Naruto melupakan Toneri detik itu juga dan berlari menyusul Hinata. "Oh, sial!" Toneri buru-buru menyusul, keluar dari ruangan singgahsana dan kehilangan jejak. "Ternyata dia serius." Toneri bergumam lemah, tidak habis berpikir bagaimana bisa Hinata tidak bercanda soal Naruto sangat membenci dan ingin membunuhnya. Toneri menatap sekitar, menebak-nebak ke mana mereka pergi dan memutuskan untuk berbelok ke kanan.
"Aku perintahkan kau untuk berhenti!" Naruto terlalu terkejut sampai melupakan semua hal termaksud kekuatan. Dia berlari seperti manusia biasa, mengejar Hinata yang berlari semakin kencang berbelok ke barat. Nafas Hinata seperti akan putus dibuat lelah tapi itu alasan gila untuk berhenti. Hinata menoleh sejenak dan matanya terbelalak menyadari Naruto tidak ada lagi di belakangnya.
Naruto ingat pada kekuatan, dia menggunakannya untuk berpindah di depan Hinata dan terlambat sudah ketika Hinata menyadarinya. Hinata mengembalikan pandangan ke jalan dan kakinya terlambat mengerem. Dia berakhir dengan menabrak Naruto. Pemuda itu tetap berdiri tegak, tidak bergeser satu inci pun setelah tabrakkan keras itu sementara Hinata terpental dan berakhir tersungkur.
Andai Hinata memasuki kisah romantis, tabrakkan itu akan berakhir indah di mana Naruto menangkap tubuhnya dan memulai acara tatap-tatapan. Sayang ini merupakan kisah horor. Naruto memunculkan pedang di udara, mencengkram pegangannya erat dan mengarahkan ujung tajam itu pada wajah Hinata.

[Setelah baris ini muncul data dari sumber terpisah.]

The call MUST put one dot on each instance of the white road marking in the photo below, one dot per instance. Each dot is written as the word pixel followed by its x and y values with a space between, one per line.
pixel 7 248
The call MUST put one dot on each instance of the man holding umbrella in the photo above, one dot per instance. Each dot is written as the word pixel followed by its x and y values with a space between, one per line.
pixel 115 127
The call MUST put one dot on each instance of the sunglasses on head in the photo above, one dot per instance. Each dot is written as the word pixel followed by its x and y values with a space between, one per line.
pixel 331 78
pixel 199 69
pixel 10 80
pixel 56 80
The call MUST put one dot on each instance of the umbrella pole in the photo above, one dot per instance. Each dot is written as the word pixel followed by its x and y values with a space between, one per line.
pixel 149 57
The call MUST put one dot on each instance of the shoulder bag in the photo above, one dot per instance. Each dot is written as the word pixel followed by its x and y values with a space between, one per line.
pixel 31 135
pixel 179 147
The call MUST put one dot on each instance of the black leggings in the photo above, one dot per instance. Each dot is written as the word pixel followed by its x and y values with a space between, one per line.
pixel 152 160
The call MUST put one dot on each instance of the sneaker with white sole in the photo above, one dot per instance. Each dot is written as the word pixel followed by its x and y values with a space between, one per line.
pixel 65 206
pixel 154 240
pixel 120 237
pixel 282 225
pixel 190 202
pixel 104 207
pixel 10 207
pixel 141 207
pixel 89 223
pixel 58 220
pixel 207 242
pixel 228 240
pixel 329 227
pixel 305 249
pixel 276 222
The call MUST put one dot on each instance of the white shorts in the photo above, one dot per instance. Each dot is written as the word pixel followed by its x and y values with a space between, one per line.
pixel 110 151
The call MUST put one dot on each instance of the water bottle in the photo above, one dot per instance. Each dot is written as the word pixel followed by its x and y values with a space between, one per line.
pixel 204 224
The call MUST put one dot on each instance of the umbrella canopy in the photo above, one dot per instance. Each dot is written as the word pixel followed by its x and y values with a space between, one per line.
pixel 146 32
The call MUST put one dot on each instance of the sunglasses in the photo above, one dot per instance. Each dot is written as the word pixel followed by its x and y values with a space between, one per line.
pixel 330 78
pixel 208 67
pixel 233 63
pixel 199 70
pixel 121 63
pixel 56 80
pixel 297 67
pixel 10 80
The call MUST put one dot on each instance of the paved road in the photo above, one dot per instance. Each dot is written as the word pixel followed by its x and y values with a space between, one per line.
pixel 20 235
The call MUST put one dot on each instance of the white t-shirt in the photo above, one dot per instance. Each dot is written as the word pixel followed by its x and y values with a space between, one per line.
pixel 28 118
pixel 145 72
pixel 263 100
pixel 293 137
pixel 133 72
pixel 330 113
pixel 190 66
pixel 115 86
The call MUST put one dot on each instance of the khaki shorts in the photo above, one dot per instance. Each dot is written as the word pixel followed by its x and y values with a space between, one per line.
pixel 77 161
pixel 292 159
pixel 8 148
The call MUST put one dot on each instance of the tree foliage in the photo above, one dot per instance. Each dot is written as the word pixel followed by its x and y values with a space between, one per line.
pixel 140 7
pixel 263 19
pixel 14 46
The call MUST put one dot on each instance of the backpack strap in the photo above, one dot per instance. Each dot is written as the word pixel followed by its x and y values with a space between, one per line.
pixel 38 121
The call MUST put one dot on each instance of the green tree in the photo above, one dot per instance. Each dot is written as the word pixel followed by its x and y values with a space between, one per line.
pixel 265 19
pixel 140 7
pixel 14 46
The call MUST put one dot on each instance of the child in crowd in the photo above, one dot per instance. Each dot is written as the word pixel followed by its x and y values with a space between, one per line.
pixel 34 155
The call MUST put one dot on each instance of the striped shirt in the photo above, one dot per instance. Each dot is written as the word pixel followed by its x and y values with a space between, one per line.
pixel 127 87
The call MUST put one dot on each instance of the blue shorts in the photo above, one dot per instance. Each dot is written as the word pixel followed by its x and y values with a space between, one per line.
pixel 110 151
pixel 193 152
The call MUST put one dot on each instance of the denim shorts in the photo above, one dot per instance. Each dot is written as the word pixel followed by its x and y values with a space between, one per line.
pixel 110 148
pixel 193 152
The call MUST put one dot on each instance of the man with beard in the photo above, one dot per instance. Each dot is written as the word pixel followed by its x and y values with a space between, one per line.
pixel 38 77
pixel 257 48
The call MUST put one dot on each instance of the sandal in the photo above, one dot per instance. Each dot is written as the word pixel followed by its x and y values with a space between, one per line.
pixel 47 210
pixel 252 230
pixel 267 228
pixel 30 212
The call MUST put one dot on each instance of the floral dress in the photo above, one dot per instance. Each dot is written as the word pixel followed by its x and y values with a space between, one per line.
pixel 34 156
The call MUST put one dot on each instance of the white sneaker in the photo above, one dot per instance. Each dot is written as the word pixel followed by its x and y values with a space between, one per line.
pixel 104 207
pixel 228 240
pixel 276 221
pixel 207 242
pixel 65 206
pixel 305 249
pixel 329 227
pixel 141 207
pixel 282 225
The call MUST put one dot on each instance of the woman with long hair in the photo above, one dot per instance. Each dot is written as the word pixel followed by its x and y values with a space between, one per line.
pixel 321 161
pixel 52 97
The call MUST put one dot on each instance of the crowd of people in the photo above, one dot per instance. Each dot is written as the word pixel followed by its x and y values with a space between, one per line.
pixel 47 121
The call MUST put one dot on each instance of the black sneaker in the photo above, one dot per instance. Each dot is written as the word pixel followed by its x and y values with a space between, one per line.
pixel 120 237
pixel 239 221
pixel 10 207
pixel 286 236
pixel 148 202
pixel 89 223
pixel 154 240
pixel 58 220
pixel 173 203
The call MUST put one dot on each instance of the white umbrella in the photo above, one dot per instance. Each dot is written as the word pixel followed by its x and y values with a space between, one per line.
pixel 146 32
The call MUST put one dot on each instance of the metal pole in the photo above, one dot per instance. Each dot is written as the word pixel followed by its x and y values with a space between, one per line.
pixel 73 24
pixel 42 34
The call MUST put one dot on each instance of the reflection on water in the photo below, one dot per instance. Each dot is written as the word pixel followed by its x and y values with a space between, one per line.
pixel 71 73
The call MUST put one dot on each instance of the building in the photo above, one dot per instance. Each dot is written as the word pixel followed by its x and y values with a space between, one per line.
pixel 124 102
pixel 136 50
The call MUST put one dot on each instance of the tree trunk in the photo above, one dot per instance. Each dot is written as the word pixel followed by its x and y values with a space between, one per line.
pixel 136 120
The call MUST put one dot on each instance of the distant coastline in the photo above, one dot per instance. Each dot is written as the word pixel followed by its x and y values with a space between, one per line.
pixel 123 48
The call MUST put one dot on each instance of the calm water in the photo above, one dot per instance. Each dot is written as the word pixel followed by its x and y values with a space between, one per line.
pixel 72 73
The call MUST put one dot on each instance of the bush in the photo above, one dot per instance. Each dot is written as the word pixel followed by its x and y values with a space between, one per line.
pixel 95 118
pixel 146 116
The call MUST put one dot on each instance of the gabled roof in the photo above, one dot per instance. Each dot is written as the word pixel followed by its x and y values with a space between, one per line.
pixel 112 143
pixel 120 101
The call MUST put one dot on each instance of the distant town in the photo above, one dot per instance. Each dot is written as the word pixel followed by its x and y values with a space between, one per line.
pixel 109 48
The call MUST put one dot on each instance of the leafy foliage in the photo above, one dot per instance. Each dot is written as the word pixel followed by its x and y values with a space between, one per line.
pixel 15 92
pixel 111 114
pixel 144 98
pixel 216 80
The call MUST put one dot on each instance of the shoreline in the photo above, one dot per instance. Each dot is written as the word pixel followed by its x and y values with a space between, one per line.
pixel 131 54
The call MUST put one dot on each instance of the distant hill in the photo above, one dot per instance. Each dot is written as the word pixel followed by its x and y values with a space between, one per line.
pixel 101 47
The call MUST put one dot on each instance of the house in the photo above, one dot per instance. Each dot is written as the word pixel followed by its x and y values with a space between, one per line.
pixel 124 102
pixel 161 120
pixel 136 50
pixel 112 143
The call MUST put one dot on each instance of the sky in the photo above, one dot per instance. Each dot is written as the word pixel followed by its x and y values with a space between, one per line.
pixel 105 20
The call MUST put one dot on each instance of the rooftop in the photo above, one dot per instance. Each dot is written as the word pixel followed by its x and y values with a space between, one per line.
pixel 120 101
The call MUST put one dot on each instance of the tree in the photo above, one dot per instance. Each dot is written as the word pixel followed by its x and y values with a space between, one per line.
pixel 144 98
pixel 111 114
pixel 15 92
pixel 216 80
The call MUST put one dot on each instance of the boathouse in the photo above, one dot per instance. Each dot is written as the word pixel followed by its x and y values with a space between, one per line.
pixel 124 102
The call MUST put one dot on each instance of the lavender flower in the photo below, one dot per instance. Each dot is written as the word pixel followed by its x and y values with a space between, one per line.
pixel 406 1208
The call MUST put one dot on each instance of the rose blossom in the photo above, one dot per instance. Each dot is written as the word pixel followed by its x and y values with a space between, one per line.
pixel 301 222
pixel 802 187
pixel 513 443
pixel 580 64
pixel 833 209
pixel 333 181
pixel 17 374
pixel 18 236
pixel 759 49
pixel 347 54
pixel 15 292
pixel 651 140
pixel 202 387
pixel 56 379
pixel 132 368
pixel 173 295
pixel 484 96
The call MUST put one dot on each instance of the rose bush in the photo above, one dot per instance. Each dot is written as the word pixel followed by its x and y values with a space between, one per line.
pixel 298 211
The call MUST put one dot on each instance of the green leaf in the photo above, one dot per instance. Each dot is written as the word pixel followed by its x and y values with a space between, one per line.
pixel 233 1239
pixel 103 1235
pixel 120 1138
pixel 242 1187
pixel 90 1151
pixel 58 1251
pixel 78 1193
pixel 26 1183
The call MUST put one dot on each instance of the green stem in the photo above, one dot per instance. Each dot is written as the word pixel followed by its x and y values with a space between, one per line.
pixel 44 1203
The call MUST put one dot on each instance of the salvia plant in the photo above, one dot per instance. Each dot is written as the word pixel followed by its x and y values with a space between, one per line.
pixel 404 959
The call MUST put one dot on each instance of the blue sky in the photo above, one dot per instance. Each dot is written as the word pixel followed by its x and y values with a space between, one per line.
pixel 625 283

Hinata malang hanya bisa gemetar ketakutan dan sembarangan berbicara, "kau tahu pedang itu tidak bisa membunuhku." Hinata tidak ingin mati, berharap Naruto tidak akan menusuknya saat tahu itu akan menjadi usaha sia-sia. Hanya itu yang bisa dia lakukan setelah lari tampak mustahil.
"Aku tahu," kata Naruto, tenang dan mematikan. Naruto ingat betul hanya sebuah kelemahan yang bisa digunakan untuk membunuh. "Tapi rasanya tetap menyenangkan bisa melihatmu kesakitan!" Dia menghunus pedang tepat pada jantung Hinata dan memutarnya untuk menyakitinya lebih banyak lagi.
TO BE CONTINUE …
Hi, guys
Gimana-gimana pertemuan perdana mereka ini awokwkw aku kasihan sama Hinata tapi aku pasti sudah gila karena ada sedikit rasa di mana aku pikir itu sangat lucu.
Btw maaf ya aku udh berhari-hari ga up. Aku sekarang sudah menikah, surprise! Ehehe ada jadwal di mana aku sibuk ini dan itu. Tapi aku usahakan untuk rajin update karena aku pun pengen cepat cepat nyelesaikan kisah ini dan berlanjut pada kisah baru yang udh ga sabar ingin aku tunjukkan.